How to Efficiently Query your Bids Data
Last updated on July 23, 2020
More About Snowflake Credits
Snowflake credits are consumed for the compute costs of running queries against a Snowflake warehouse. The more complex a query is, the more computationally taxing it will be, and the more credits it will consume. Credits are consumed per second of active warehouse time (at least one query is running). Hourly credit consumption depends on your warehouse size. Naturally, larger warehouses return results more quickly, but spend more credits.
By default OpenX provides all customers with a “X-Small” warehouse, which consumes 1 credit for each hour of querying. With a 500 monthly credit limit, that is equivalent to ~500 hours of monthly query time. Warehouses can be resized, so OpenX can provide your account with a larger warehouse if you want your queries to return faster.
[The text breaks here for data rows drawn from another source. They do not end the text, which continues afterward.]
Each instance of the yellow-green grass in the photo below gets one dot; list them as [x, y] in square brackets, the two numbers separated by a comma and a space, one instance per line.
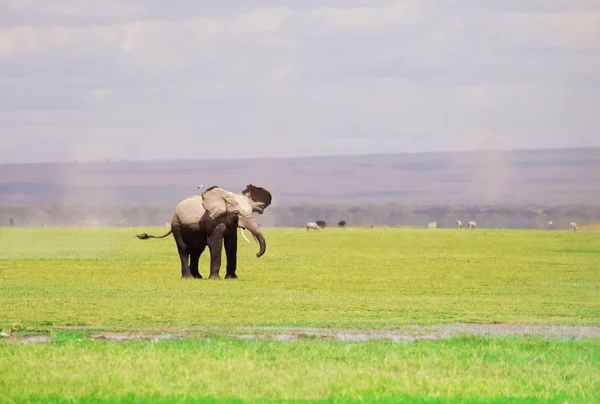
[332, 278]
[369, 278]
[478, 370]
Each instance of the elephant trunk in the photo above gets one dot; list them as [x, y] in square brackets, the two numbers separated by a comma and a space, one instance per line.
[250, 224]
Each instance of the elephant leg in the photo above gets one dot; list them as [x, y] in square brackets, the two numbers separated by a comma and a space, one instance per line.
[215, 245]
[231, 252]
[194, 260]
[183, 256]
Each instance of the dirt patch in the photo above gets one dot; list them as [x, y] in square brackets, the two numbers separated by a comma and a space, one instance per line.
[405, 334]
[402, 334]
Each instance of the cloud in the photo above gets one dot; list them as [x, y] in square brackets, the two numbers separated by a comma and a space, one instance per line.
[283, 78]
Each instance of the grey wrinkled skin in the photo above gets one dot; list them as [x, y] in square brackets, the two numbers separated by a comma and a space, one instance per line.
[212, 219]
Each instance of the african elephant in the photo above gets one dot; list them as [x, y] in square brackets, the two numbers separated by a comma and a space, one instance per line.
[312, 225]
[211, 218]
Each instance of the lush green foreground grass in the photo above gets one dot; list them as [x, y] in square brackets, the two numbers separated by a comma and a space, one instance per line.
[477, 369]
[336, 277]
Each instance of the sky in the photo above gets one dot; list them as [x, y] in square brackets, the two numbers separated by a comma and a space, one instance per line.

Warehouses can be set to auto-suspend after a certain amount of time with no queries running. The minimum for this time threshold is 60 seconds, meaning each query will incur at least 60 seconds of credit consumption.
Credit consumption is more crucial in a OpenX-hosted instance as OpenX imposes a monthly credit limit of 500.
Customers using integrated BIDS will be on their own organization’s Snowflake bill and should follow their own organization’s policies around credit consumption.
Tips for Running Efficient Queries
Best practices for efficiently querying BIDS data:
- Have a goal in mind: Doing “select
*”s can burn through your credits quickly and not provide you with enough insight.
- Have a data date range in mind: You don’t want to query any time ranges you do not require.
- Pull only the things you need: Find the column(s) you need and add filters so the dataset only contains what you need for your analysis.
- Check “History” of your past queries (in your worksheet): This will give you some good information of the queries you ran like execution duration, SQL executed, and start and end timestamps.
- Be careful with doing joins: Joining tables without providing a join condition (resulting in a Cartesian Product), or providing a condition where records from one table match multiple records from another table. In both cases it will explode your data processing and output.
- Be careful of doing unions: “
UNION” and “
UNION ALL” do slightly different things. “
UNION” concatenation and does duplication removal whereas “
UNION ALL” only does concatenation